NEW THERAPIES FOR THE TREATMENT OF THYROID AUTOIMMUNE DISEASES
- Silvia Martina Ferrari, Italy
Abstract
Background and Aims
Interferon (IFN)-γ, IFN-γ-dependent chemokines (CXCL9, CXCL10, CXCL11) and the CXCR3 receptor have a crucial role in the pathogenesis of autoimmune thyroid diseases (AITD), in which the predominance of a Th1 immune related response has been reported. Both methimazole, and corticosteroids, have been shown to modulate the Th1-dependent chemokines.
Methods
We have searched on Pubmed about novel therapeutic targets in AITD.
Results
The new knowledge about the immunopathogenesis of AITD leads to the study of new drugs able to modulate the autoimmune reaction, such as peroxisome proliferator-activated receptor (PPAR)-γ or -α ligands, or antibodies, or small molecules directed against CXCL10, or CXCR3. Drugs targeting cytokines [anti-Tumor necrosis factor (TNF)-α (Etanercept), anti-IL-6 (Tocilizumab)], and rituximab (a chimeric monoclonal antibody vs.
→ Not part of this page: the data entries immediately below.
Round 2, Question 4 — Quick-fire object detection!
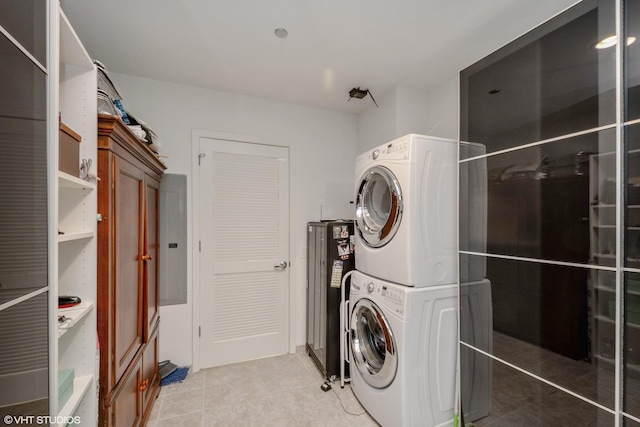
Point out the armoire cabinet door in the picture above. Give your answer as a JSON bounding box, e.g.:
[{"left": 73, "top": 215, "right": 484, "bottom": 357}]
[
  {"left": 142, "top": 328, "right": 160, "bottom": 416},
  {"left": 111, "top": 156, "right": 144, "bottom": 384},
  {"left": 144, "top": 176, "right": 160, "bottom": 342},
  {"left": 108, "top": 359, "right": 143, "bottom": 427}
]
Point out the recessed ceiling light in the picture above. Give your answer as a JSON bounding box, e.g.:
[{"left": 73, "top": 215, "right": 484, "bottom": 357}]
[
  {"left": 595, "top": 36, "right": 636, "bottom": 49},
  {"left": 273, "top": 28, "right": 289, "bottom": 39}
]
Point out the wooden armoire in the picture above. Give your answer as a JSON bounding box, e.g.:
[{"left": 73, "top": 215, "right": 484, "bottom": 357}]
[{"left": 97, "top": 115, "right": 165, "bottom": 427}]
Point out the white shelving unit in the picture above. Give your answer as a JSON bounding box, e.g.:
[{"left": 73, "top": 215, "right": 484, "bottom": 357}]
[
  {"left": 589, "top": 151, "right": 640, "bottom": 376},
  {"left": 49, "top": 5, "right": 98, "bottom": 426}
]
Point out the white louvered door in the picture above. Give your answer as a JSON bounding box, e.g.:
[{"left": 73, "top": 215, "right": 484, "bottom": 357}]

CD20) have shown promising results in Graves’ Ophthalmopathy (GO). Also an antigen-specific therapy for Graves’ disease (GD), by inducing T cell tolerance through an immunization with TSH-R peptides, has been published. Teprotumumab (a human monoclonal anti-IGF-1R blocking antibody) has been investigated in a multicenter, double-masked, randomized, placebo-controlled trial, showing its effectiveness in GO patients.
Conclusions
More studies are needed to identify new therapies for the treatment of autoimmune thyroid disorders.